そのチャーリーを演じているのが、「X-メン3」でひとりぼっちのエンジェルを演じていたベン・フォスターで、一途にベンを慕う一方で残虐という両面性が非常によく出ていて彼もいい。あっと思ったのがダンの長男ウィリアムに扮するローガン・ラーマンで、まったく見たことないと思っていたのに、調べてみたら4年前にその年のTV映画として最高の視聴率を獲得したCBSのジョン・グリシャム原作の「ア・ペインテッド・ハウス (A Painted House)」で、事実上主人公の少年を演じていた彼だった。このくらいの歳の子は2、3年見ないとほんとにいきなり顔が変わる。ついでにいうとダンの妻アリスを演じたグレッチェン・モルは、こちらは昨シーズン最も高い視聴率を獲得したこれまたCBSのTV映画「ザ・ヴァリー・オブ・ライト (The Valley of Light)」で、今回と似たような貞淑な妻みたいな役を演じていた。これまたよく似合っている。


この作品、家に帰ってからIMDBで出演者等をチェックしていて初めてリメイクだったことを知った。なんだ、オリジナル作品ではなかったのか。オリジナルの「決断の3時10分」では、ベンを演じたのがグレン・フォード、ダンをヴァン・ヘフリンが演じている。しかも原作はエルモア・レナードで,だからこそこういうモラル的には灰色な話になったのかと納得がいく。いずれにしてもこういう男男した世界を描いているために、ここではほとんど女性とインディアンが刺身のツマ的な役割しか与えられていない。これは当然原作がそうだからだろうが、現代的に脚色し直すことをほとんど考えなかったと思える。

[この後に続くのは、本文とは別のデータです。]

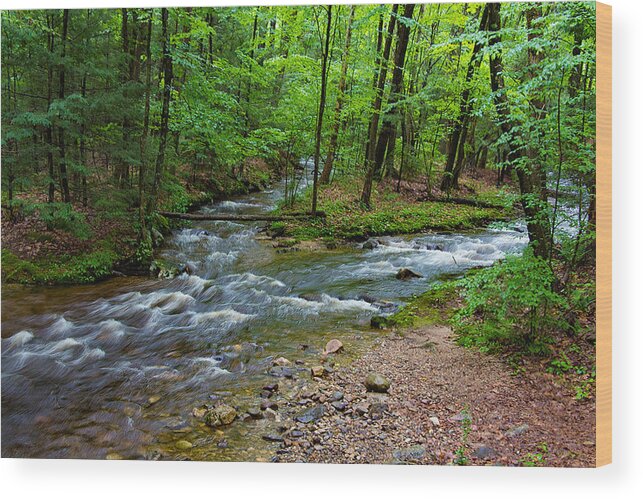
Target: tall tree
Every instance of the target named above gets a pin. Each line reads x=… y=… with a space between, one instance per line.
x=322 y=104
x=341 y=89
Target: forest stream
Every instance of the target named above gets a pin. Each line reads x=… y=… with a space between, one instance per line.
x=115 y=369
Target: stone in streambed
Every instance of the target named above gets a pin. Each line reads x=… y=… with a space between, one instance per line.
x=333 y=346
x=406 y=274
x=310 y=415
x=377 y=383
x=221 y=415
x=281 y=361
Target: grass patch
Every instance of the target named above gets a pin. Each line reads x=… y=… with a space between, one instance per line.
x=78 y=269
x=391 y=214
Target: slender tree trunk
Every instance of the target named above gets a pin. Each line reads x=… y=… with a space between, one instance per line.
x=386 y=142
x=62 y=166
x=166 y=64
x=146 y=128
x=49 y=132
x=341 y=89
x=322 y=106
x=528 y=182
x=459 y=133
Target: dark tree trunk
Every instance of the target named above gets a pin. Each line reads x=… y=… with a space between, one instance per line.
x=377 y=106
x=166 y=64
x=459 y=133
x=386 y=142
x=322 y=106
x=332 y=146
x=62 y=166
x=529 y=182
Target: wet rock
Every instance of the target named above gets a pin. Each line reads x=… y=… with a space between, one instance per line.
x=271 y=414
x=410 y=454
x=380 y=322
x=484 y=452
x=406 y=274
x=377 y=383
x=199 y=412
x=221 y=415
x=339 y=405
x=370 y=244
x=255 y=413
x=153 y=399
x=310 y=415
x=311 y=296
x=269 y=404
x=281 y=361
x=333 y=346
x=281 y=372
x=273 y=438
x=517 y=430
x=183 y=445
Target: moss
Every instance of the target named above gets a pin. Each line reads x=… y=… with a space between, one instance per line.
x=70 y=270
x=433 y=307
x=393 y=214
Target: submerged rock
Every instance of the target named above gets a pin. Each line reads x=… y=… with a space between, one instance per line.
x=221 y=415
x=310 y=415
x=333 y=346
x=406 y=274
x=377 y=383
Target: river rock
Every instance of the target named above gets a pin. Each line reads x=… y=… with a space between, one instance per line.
x=310 y=415
x=281 y=361
x=410 y=454
x=377 y=383
x=517 y=430
x=255 y=413
x=269 y=404
x=183 y=445
x=333 y=346
x=370 y=244
x=406 y=274
x=281 y=372
x=484 y=452
x=221 y=415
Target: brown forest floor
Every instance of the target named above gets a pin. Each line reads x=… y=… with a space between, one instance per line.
x=524 y=419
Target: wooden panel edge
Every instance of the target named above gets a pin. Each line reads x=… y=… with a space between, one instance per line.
x=603 y=234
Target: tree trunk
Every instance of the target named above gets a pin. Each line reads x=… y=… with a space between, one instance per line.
x=459 y=132
x=528 y=182
x=386 y=142
x=166 y=63
x=341 y=89
x=322 y=105
x=377 y=106
x=62 y=165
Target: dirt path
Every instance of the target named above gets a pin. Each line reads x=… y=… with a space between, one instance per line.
x=440 y=392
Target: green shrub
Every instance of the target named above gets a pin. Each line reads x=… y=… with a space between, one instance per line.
x=61 y=216
x=510 y=304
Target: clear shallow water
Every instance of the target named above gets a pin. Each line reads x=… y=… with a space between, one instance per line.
x=116 y=367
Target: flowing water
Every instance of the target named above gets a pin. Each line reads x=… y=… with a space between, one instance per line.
x=114 y=369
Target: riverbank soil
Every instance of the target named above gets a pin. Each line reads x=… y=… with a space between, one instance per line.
x=462 y=407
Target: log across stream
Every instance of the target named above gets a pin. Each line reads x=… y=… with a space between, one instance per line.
x=116 y=368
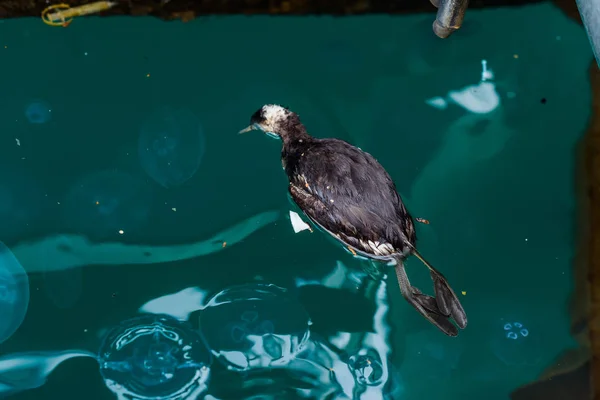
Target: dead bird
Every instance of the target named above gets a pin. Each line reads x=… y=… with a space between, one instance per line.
x=348 y=194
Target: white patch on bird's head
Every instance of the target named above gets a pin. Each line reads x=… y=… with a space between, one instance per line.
x=274 y=112
x=272 y=117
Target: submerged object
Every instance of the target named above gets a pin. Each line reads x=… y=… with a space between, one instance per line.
x=449 y=17
x=348 y=194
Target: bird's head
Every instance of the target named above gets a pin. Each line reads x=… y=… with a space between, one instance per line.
x=272 y=119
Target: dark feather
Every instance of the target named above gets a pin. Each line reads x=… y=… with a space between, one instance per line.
x=346 y=191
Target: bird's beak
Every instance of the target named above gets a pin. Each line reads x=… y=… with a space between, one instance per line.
x=248 y=129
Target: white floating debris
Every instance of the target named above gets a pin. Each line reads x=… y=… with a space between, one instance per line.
x=297 y=223
x=178 y=305
x=479 y=99
x=486 y=74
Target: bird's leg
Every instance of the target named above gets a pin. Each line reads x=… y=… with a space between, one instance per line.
x=423 y=303
x=446 y=299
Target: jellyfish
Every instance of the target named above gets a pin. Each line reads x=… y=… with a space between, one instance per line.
x=154 y=356
x=515 y=345
x=254 y=326
x=171 y=146
x=104 y=204
x=14 y=293
x=38 y=112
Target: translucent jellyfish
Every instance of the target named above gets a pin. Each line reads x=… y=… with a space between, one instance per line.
x=171 y=145
x=515 y=345
x=14 y=293
x=154 y=357
x=104 y=203
x=254 y=326
x=38 y=112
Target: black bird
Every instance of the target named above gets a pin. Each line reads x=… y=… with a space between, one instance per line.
x=347 y=193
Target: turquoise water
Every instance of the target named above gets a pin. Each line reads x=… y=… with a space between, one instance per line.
x=150 y=231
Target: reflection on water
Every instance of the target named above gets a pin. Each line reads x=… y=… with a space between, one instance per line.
x=258 y=332
x=154 y=357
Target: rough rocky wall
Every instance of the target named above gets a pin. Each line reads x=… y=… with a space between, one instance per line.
x=189 y=9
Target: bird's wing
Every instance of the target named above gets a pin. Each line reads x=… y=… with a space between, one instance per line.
x=349 y=194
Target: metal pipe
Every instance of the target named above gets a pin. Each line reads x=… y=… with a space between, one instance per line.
x=450 y=16
x=590 y=15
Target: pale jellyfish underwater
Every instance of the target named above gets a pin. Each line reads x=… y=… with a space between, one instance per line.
x=254 y=326
x=171 y=146
x=38 y=112
x=14 y=293
x=515 y=345
x=155 y=357
x=102 y=204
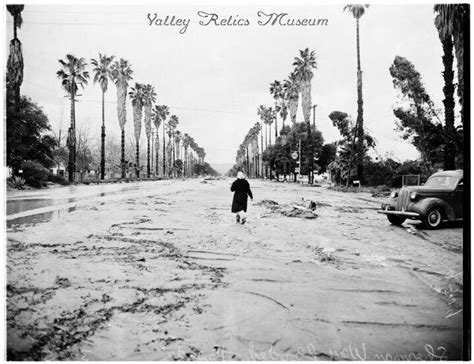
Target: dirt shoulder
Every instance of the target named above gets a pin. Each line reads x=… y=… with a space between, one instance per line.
x=168 y=274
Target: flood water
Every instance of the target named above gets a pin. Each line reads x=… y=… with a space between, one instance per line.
x=44 y=205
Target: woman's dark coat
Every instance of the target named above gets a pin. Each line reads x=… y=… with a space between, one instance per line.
x=242 y=189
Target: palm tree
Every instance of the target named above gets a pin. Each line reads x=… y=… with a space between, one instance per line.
x=121 y=74
x=172 y=125
x=15 y=59
x=177 y=141
x=303 y=74
x=357 y=11
x=291 y=92
x=159 y=115
x=137 y=96
x=186 y=144
x=276 y=90
x=149 y=97
x=449 y=21
x=72 y=74
x=102 y=72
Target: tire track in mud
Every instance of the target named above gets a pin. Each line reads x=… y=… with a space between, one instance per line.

要するに、この作品はそういうフェミニズムやポリティカリー・コレクトな描写に敏感な近年の潮流にうんざりしている一部の人間が、思い切りアンチ・フェミニズム、ポリティカリー・インコレクトな世界を構築したいがために製作したんじゃないかと思えてしまう。登場人物のほとんどが犬死にしてしまう上に、これだけモラル的には曖昧な話を見て爽快な気分になってしまうのだ。それともこれを見て単に何がなんだかよくわからなくて頭をひねるだけの者の方が多いのだろうか。果たして正義は勝ったのかそれとも悪が逃げおおせたのかあるいはそんなことを考えることに意味はないのか。実はよくはわからない。このでたらめさというか価値観の崩壊がこの作品を見る醍醐味だとひとまず言っておこう。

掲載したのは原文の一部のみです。